Do Nurses at Eldon Nursing & Rehab Stick Around?

Staff turnover at ELDON NURSING & REHAB is high. At 71%, the facility is 25 percentage points above the Missouri average of 46%. Registered Nurse turnover is particularly concerning at 71%. RNs handle complex medical decisions and coordinate care — frequent RN changes can directly impact care quality. High turnover means new staff may not know residents' individual needs, medications, or preferences. It can also be disorienting for residents, especially those with dementia who rely on familiar faces. Families should ask: What is causing the turnover? What retention programs are in place? How do you ensure care continuity during staff transitions?

Was Eldon Nursing & Rehab Ever Fined?

ELDON NURSING & REHAB has been fined $103,277 across 3 penalty actions.
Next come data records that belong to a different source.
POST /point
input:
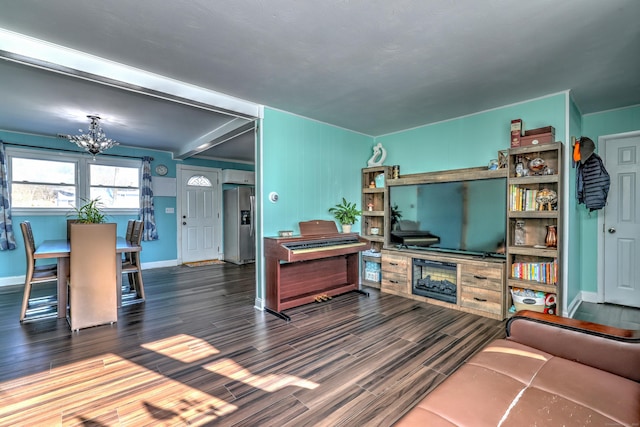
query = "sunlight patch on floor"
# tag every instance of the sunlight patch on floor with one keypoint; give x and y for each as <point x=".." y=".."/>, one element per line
<point x="183" y="348"/>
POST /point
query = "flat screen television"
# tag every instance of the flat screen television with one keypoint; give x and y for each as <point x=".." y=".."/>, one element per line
<point x="456" y="216"/>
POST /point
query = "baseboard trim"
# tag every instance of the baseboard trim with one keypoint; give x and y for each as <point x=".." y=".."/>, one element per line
<point x="590" y="297"/>
<point x="159" y="264"/>
<point x="573" y="305"/>
<point x="11" y="281"/>
<point x="19" y="280"/>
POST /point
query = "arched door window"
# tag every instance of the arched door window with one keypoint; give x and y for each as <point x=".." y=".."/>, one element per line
<point x="199" y="181"/>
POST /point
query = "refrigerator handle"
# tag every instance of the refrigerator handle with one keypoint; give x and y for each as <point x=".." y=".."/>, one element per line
<point x="252" y="203"/>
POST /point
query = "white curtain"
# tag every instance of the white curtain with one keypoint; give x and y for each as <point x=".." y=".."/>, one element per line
<point x="147" y="211"/>
<point x="7" y="239"/>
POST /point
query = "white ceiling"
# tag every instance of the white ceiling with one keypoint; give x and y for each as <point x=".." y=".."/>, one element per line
<point x="374" y="67"/>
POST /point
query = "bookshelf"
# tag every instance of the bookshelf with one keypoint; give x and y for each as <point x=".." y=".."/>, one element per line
<point x="375" y="216"/>
<point x="534" y="223"/>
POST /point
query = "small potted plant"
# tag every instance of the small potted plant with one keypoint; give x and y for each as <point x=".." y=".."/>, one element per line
<point x="396" y="214"/>
<point x="346" y="214"/>
<point x="90" y="212"/>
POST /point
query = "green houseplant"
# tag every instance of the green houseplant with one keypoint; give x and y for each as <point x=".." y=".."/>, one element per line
<point x="395" y="214"/>
<point x="345" y="213"/>
<point x="90" y="212"/>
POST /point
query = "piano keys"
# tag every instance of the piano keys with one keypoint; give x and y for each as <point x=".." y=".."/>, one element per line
<point x="320" y="262"/>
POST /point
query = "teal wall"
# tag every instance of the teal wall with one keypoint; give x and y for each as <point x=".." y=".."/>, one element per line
<point x="311" y="166"/>
<point x="472" y="140"/>
<point x="594" y="126"/>
<point x="574" y="244"/>
<point x="12" y="263"/>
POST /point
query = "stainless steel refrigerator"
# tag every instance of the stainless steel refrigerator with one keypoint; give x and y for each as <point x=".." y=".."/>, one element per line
<point x="239" y="229"/>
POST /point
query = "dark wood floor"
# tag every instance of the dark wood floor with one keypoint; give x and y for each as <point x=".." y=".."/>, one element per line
<point x="609" y="314"/>
<point x="197" y="352"/>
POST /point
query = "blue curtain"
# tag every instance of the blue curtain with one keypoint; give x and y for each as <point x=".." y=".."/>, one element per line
<point x="147" y="211"/>
<point x="7" y="240"/>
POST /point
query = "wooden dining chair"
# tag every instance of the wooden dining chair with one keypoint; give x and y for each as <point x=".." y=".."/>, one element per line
<point x="130" y="224"/>
<point x="131" y="265"/>
<point x="35" y="274"/>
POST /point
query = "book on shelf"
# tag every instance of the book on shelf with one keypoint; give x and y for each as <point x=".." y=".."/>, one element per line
<point x="522" y="199"/>
<point x="541" y="272"/>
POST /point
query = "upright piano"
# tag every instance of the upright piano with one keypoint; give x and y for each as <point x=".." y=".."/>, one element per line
<point x="319" y="263"/>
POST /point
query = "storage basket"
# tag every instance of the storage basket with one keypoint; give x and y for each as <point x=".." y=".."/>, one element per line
<point x="533" y="303"/>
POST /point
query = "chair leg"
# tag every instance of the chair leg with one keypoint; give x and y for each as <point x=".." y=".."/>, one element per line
<point x="139" y="284"/>
<point x="25" y="300"/>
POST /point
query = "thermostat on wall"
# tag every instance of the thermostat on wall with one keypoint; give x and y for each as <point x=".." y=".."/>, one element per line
<point x="162" y="170"/>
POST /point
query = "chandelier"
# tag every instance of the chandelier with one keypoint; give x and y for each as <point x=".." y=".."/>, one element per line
<point x="95" y="141"/>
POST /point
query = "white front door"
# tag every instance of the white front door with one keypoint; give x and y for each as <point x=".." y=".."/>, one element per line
<point x="622" y="222"/>
<point x="199" y="219"/>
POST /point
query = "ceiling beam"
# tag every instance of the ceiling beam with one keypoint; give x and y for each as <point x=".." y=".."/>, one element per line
<point x="224" y="133"/>
<point x="38" y="53"/>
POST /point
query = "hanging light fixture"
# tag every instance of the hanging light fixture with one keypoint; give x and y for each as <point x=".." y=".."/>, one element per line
<point x="95" y="141"/>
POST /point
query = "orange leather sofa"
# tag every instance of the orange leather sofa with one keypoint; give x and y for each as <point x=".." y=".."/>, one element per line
<point x="549" y="371"/>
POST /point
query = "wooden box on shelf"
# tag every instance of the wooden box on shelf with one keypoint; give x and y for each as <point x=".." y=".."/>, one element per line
<point x="534" y="215"/>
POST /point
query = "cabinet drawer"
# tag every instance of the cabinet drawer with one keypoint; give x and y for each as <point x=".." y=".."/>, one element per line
<point x="481" y="299"/>
<point x="394" y="282"/>
<point x="483" y="277"/>
<point x="395" y="264"/>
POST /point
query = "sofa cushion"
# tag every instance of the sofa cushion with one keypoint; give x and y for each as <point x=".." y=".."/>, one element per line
<point x="613" y="396"/>
<point x="509" y="383"/>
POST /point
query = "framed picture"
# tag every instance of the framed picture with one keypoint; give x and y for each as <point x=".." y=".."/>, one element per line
<point x="503" y="159"/>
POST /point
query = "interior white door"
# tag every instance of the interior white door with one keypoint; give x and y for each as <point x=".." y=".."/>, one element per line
<point x="199" y="215"/>
<point x="622" y="222"/>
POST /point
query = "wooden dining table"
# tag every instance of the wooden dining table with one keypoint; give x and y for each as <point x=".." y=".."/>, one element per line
<point x="61" y="249"/>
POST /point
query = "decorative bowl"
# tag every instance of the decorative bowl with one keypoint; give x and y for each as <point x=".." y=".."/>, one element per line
<point x="537" y="165"/>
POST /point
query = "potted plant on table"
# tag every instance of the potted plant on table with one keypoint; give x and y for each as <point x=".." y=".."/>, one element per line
<point x="90" y="212"/>
<point x="346" y="214"/>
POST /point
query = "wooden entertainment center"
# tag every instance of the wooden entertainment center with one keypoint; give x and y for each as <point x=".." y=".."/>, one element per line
<point x="469" y="282"/>
<point x="479" y="282"/>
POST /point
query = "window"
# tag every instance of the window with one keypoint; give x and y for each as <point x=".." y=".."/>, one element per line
<point x="199" y="181"/>
<point x="55" y="183"/>
<point x="42" y="183"/>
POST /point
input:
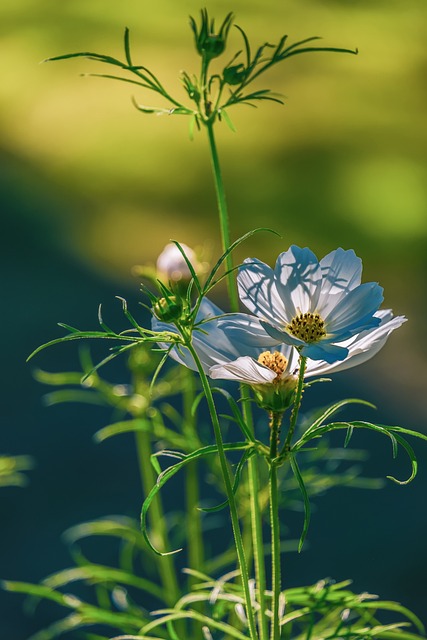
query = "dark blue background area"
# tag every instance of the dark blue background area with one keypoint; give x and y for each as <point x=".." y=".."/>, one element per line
<point x="377" y="538"/>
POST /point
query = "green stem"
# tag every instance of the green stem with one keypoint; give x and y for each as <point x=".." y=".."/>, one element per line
<point x="275" y="422"/>
<point x="229" y="493"/>
<point x="296" y="406"/>
<point x="256" y="522"/>
<point x="194" y="525"/>
<point x="157" y="521"/>
<point x="275" y="554"/>
<point x="223" y="217"/>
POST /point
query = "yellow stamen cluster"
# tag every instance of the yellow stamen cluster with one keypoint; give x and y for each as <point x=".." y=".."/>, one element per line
<point x="275" y="361"/>
<point x="307" y="326"/>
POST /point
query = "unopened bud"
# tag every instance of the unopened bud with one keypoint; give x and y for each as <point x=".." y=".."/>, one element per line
<point x="168" y="309"/>
<point x="172" y="265"/>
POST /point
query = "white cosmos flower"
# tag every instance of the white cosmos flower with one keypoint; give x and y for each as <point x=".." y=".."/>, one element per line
<point x="314" y="306"/>
<point x="236" y="347"/>
<point x="235" y="340"/>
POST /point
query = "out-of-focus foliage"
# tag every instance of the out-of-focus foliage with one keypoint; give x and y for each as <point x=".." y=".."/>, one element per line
<point x="343" y="159"/>
<point x="11" y="470"/>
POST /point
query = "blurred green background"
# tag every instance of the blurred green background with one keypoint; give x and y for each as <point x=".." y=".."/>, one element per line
<point x="90" y="186"/>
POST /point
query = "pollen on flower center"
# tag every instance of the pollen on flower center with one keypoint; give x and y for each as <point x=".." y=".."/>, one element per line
<point x="275" y="361"/>
<point x="307" y="326"/>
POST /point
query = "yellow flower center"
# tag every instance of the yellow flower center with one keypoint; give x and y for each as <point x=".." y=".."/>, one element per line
<point x="275" y="361"/>
<point x="307" y="326"/>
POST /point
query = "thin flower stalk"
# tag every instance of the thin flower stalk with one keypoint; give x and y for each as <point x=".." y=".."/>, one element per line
<point x="229" y="492"/>
<point x="194" y="525"/>
<point x="256" y="522"/>
<point x="223" y="217"/>
<point x="275" y="422"/>
<point x="299" y="390"/>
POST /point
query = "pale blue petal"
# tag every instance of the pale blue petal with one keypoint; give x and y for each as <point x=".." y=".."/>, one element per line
<point x="341" y="272"/>
<point x="298" y="280"/>
<point x="361" y="347"/>
<point x="324" y="351"/>
<point x="258" y="292"/>
<point x="243" y="369"/>
<point x="282" y="336"/>
<point x="246" y="333"/>
<point x="355" y="309"/>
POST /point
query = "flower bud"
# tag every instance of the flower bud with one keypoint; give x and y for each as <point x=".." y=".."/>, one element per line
<point x="276" y="397"/>
<point x="208" y="43"/>
<point x="168" y="309"/>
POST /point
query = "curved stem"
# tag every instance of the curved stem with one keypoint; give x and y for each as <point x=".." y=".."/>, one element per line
<point x="157" y="523"/>
<point x="194" y="526"/>
<point x="223" y="217"/>
<point x="275" y="422"/>
<point x="256" y="522"/>
<point x="275" y="553"/>
<point x="229" y="493"/>
<point x="295" y="409"/>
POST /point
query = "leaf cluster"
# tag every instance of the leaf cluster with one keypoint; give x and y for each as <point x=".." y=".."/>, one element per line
<point x="210" y="95"/>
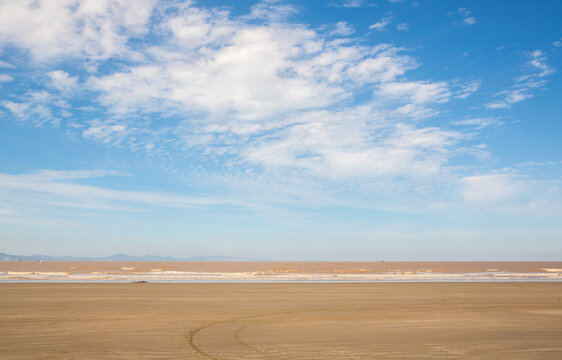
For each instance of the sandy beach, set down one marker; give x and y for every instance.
(281, 321)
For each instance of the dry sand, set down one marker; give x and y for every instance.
(281, 321)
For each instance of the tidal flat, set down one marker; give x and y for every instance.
(467, 320)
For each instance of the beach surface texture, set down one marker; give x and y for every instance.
(412, 320)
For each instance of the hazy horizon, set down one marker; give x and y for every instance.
(349, 130)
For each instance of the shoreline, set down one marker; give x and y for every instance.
(278, 272)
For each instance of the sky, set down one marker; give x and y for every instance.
(306, 130)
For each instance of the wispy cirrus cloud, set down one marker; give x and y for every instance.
(382, 23)
(258, 92)
(526, 84)
(93, 29)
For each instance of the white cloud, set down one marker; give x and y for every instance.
(478, 123)
(538, 61)
(352, 3)
(33, 107)
(58, 188)
(464, 13)
(61, 80)
(402, 27)
(465, 89)
(6, 78)
(97, 29)
(382, 23)
(343, 146)
(417, 92)
(4, 64)
(342, 28)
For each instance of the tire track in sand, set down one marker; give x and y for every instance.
(189, 336)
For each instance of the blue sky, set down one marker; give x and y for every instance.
(317, 130)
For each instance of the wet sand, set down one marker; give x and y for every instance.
(281, 321)
(80, 271)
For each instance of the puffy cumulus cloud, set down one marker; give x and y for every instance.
(382, 23)
(61, 80)
(538, 60)
(256, 92)
(96, 29)
(344, 146)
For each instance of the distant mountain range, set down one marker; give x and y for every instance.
(118, 257)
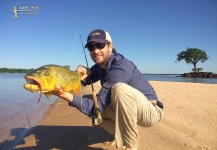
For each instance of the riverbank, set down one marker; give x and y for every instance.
(189, 122)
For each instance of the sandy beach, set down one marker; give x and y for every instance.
(189, 122)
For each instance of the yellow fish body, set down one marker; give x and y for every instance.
(44, 80)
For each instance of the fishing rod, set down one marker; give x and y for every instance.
(96, 117)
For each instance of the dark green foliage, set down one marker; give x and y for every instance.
(192, 56)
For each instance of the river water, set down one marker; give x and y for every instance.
(19, 110)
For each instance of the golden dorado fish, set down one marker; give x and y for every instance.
(44, 80)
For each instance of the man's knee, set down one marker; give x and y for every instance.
(117, 87)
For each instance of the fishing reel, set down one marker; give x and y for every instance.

This is 3.0x the Missouri average of $34,112. Fines at this level are uncommon and typically indicate a pattern of serious deficiencies, repeated violations, or failure to correct problems promptly. CMS reserves penalties of this magnitude for facilities that pose significant, documented risk to resident health or safety. Families should request specific documentation of what issues led to these fines and what systemic changes have been implemented.

Is Eldon Nursing & Rehab on Any Federal Watch List?

ELDON NURSING & REHAB is not on any federal watch list. The most significant is the Special Focus Facility (SFF) program, which identifies the bottom 1% of nursing homes nationally based on persistent, serious quality problems. Not being on this list means the facility has avoided the pattern of deficiencies that triggers enhanced federal oversight. This is a positive indicator, though families should still review the facility's inspection history directly.